Is it illegal to use a UHF radio while driving?
It’s illegal to use a mobile phone while driving, we all know that, but there seems to be some confusion around whether it’s also illegal to use a UHF while driving.
There’s no doubt that distracted driving is dangerous. And that’s whether you’re holding your mobile phone, eating breakfast, trying to discipline your kids, get dressed or do all of these things at once while driving. Pretty sure we’ve all seen people doing this sort of stuff.
Let’s stay with distracted driving for a moment. A local study in 2018 called the Australian Naturalistic Driving Study which studied drivers in NSW and Victoria revealed that 36 percent of distractions were simple things like adjusting seatbelts and took less than five seconds. Interacting with phones made up 3.5 percent of distractions but drivers were distracted for up to 94 seconds while using phones.
Mobile phone use while driving has become a major target of law enforcement agencies recently with the use of a phone (holding a phone) while driving attracting heavy fines and demerit points across the country. Indeed, in NSW, there’s been a state-wide rollout of mobile phone use detection cameras. But, if Unsealed 4X4’s anecdotal evidence is anything to go by it seems that drivers are being caught and contacted while holding everything from a brush to a drink bottle and UHF radios. But, as is always the case with these things the devil is in the detail. And we’ll get into that shortly.
It’s illegal to hold and use a mobile phone while driving
In NSW, and in other jurisdictions, it’s illegal to hold or touch a mobile phone while driving. The NSW legislation that defines this is Rule 300 and it says:
“Use of mobile phones by drivers (except holders of learner or provisional P1 licences)

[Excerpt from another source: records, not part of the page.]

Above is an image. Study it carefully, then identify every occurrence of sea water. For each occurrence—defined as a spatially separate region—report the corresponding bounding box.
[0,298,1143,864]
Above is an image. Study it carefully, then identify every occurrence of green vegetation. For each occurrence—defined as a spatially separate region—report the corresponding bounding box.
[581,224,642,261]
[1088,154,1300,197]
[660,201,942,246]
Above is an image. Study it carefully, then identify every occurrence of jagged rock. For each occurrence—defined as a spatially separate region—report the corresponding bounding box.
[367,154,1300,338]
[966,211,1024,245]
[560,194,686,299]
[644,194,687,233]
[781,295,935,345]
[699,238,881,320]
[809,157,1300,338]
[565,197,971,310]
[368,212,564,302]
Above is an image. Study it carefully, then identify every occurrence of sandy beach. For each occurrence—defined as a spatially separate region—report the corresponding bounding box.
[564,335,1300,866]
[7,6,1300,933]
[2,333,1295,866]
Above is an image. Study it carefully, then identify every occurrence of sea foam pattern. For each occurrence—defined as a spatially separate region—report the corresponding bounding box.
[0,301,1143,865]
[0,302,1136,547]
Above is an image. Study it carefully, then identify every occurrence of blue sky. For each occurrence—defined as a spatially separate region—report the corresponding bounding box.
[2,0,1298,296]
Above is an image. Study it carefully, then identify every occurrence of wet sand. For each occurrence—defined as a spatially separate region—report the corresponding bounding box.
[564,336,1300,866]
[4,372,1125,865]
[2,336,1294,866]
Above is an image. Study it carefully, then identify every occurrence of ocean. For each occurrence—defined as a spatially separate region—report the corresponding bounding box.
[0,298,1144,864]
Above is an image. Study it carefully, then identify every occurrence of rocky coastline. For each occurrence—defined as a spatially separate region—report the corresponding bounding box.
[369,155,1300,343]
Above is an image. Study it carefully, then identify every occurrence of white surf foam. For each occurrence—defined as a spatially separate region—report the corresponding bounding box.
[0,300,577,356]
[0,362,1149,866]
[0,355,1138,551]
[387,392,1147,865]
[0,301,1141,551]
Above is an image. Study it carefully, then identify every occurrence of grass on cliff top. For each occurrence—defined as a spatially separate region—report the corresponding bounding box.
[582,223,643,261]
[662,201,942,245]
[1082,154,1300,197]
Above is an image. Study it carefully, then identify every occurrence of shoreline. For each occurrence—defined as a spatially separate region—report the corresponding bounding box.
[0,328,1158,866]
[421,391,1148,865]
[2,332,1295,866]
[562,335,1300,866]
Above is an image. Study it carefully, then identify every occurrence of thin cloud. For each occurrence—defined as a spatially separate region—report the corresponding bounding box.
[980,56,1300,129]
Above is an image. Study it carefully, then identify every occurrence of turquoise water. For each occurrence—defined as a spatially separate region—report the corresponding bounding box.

(1) The driver of a vehicle must not use a mobile phone while the vehicle is moving, or is stationary but not parked, unless:
(a) the phone is being used to make or receive a phone call (other than a text message, video message, email or similar communication) or to perform an audio playing function and the body of the phone:
(i) is secured in a mounting affixed to the vehicle while being so used, or
(ii) is not secured in a mounting affixed to the vehicle and is not being held by the driver, and the use of the phone does not require the driver, at any time while using it, to press anything on the body of the phone or to otherwise manipulate any part of the body of the phone, or
(b) the phone is functioning as a visual display unit that is being used as a driver’s aid and the phone is secured in a mounting affixed to the vehicle, or
(c) the vehicle is an emergency vehicle or a police vehicle, or
(d) the driver is exempt from this rule under another law of this jurisdiction.
Maximum penalty: 20 penalty units.”
So, the only way a mobile phone can be used in a vehicle is if it’s properly secured in a cradle (and even then you’re limited to what functions you can use) or being used via voice control. The latter, meaning, being connected to your vehicle by either Bluetooth or Apple CarPlay or Android Auto and using the voice control function to make and receive phone calls or control mapping and audio features, or in a pouch or in your pocket. If it’s in a cradle it can be touched to make phone calls or use audio controls only.
It’s not illegal to use a UHF or CB radio while driving
You can’t physically hold and use your mobile phone while driving and because the new cameras being used to detect mobile phone use while driving (in NSW for now only but it won’t be long until they’re rolled out across the country) can’t yet distinguish between a phone and something else you’re holding, we’ve heard of fourby owners being pinged for UHF and CB radio use while driving. And people are becoming concerned.
They needn’t be, the laws around this stuff are pretty clear cut and that is that you can use a UHF or CB radio while driving… as long as you’re still considered to be in proper control of your vehicle. That means, if a police officer pulls you over for erratic driving and spotted you using your UHF or CB radio and decides that is the culprit then you can be fined for not being in proper control of a motor vehicle. But, the act of using the UHF or CB radio itself isn’t a bookable offence.
Indeed, a whip around the States and Territories shows that all except for the Northern Territory state: “mobile phone does not include a CB radio or any other two-way radio”. The NT regulations make no reference to a CB radio or UHF. The below lists either links to legislation or police information pages explaining the laws and the fines:
One rule for them… yes, actually there is
Stroll around on Facebook and you’ll often come across photos of police officers using their mobile phones while driving with the caption: one rule for them… and that’s right, there is one rule for emergency services workers and the rest of us when it comes to using a mobile phone while driving. Here’s what the rules say: “Under the Australian Road Rules Sec 300 1 (b), the driver of an emergency or police vehicle is permitted to use a mobile phone while driving. Mobile phones are another form of communication police use for operational purposes”. And here’s a link to NSW legislation: http://www.austlii.edu.au/cgi-bin/viewdoc/au/legis/nsw/consol_reg/rr2014104/s305.html That said, police officers aren’t allowed to text and drive or even text when stationary in traffic and there have been incidents where police officers have been fined for such phone use.